Non-Genomic Effects of 17beta-Estradiol on Cardiomyocytes

Abstract

Pre-menopausal women have a reduced risk from ischemic heart disease compared to men; this protection is lost after ovariectomy or menopause. Estrogen has been found to confer protection in whole-heart studies in animal models. ATP-sensitive K+ (KATP) channels act as metabolic sensors, opening when cellular energy levels fall and are thought to play a role in cardioprotection.

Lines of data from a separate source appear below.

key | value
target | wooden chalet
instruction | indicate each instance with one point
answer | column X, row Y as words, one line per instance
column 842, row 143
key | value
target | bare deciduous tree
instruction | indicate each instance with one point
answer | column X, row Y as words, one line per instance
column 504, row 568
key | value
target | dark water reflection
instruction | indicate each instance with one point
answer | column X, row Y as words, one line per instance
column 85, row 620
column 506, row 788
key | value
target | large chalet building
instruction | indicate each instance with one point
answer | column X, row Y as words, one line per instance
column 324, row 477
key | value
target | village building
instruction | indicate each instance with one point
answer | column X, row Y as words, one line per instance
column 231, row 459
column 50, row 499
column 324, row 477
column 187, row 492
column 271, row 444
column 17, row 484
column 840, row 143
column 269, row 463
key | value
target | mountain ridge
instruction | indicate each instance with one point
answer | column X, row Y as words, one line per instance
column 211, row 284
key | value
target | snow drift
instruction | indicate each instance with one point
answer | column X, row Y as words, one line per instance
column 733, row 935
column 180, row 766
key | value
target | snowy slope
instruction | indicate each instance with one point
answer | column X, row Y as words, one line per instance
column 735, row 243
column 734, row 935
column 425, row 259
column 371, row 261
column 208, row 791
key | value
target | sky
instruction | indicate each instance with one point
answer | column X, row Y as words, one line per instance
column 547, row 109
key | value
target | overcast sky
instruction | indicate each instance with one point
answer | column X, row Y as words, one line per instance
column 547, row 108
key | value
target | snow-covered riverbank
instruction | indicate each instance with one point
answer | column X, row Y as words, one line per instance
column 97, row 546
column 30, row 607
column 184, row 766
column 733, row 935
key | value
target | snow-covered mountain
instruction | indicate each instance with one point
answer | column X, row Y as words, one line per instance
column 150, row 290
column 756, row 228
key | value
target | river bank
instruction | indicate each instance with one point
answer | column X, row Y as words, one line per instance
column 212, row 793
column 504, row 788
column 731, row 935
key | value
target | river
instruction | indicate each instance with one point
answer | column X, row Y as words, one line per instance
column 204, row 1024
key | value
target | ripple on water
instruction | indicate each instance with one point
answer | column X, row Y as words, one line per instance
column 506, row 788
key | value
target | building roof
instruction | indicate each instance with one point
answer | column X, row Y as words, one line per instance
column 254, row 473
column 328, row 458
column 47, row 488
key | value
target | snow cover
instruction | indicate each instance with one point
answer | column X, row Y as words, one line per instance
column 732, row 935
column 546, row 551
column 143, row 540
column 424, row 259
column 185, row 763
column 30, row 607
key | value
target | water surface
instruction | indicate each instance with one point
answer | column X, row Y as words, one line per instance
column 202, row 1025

We investigated whether the cardiac KATP currents play a role in the cardioprotective effects of 17β-estradiol in isolated cardiomyocytes. Ventricular myocytes were isolated from adult male Wistar rats by enzymatic digestion. The ability of myocytes to recover contractile function after simulated ischaemia/reperfusion injury was calculated by video microscopy. Contracting myocytes (1Hz) were continuously superfused with Tyrode solution, then subjected to 7 minutes of similated ischaemia by perfusion with a metabolic inhibition solution, comprising substrate-free Tyrode with cyanide (2mM) and idoacetic acid (1mM), followed by 10 minute reperfusion with Tyrode to simulate reperfusion. A 5 minute pre-treatment of 17β-estradiol (500nM) significantly increased contractile recovery; control 30% n=100, 17β-estradiol 68% n=185, DPN (ERβ agonist) 53% n= 111. Using the whole-cell patch-clamp mode we investigated the effect of estrogen on KATP channel activity. P1075 (10μM) elicited a KATP current which was completely blocked by bath application of estradiol (500nM). Both the classical estrogen receptors; ERα and ERβ have been implicated in several rapid effects of 17β-estradiol. DPN is a specific agonist of ERβ and application of DPN (500nM) following opening of KATP by P1075 (10μM) also resulted in 100% decrease in KATP current. We show that rapid estrogen signalling has a cardioprotective effect in isolated ventricular myocytes. Application of estradiol resulted in complete loss of KATP current recorded in cardiomyocytes; therefore questioning the role of KATP in estrogen-dependent cardioprotection. This work was supported by funding by The British Heart Foundation.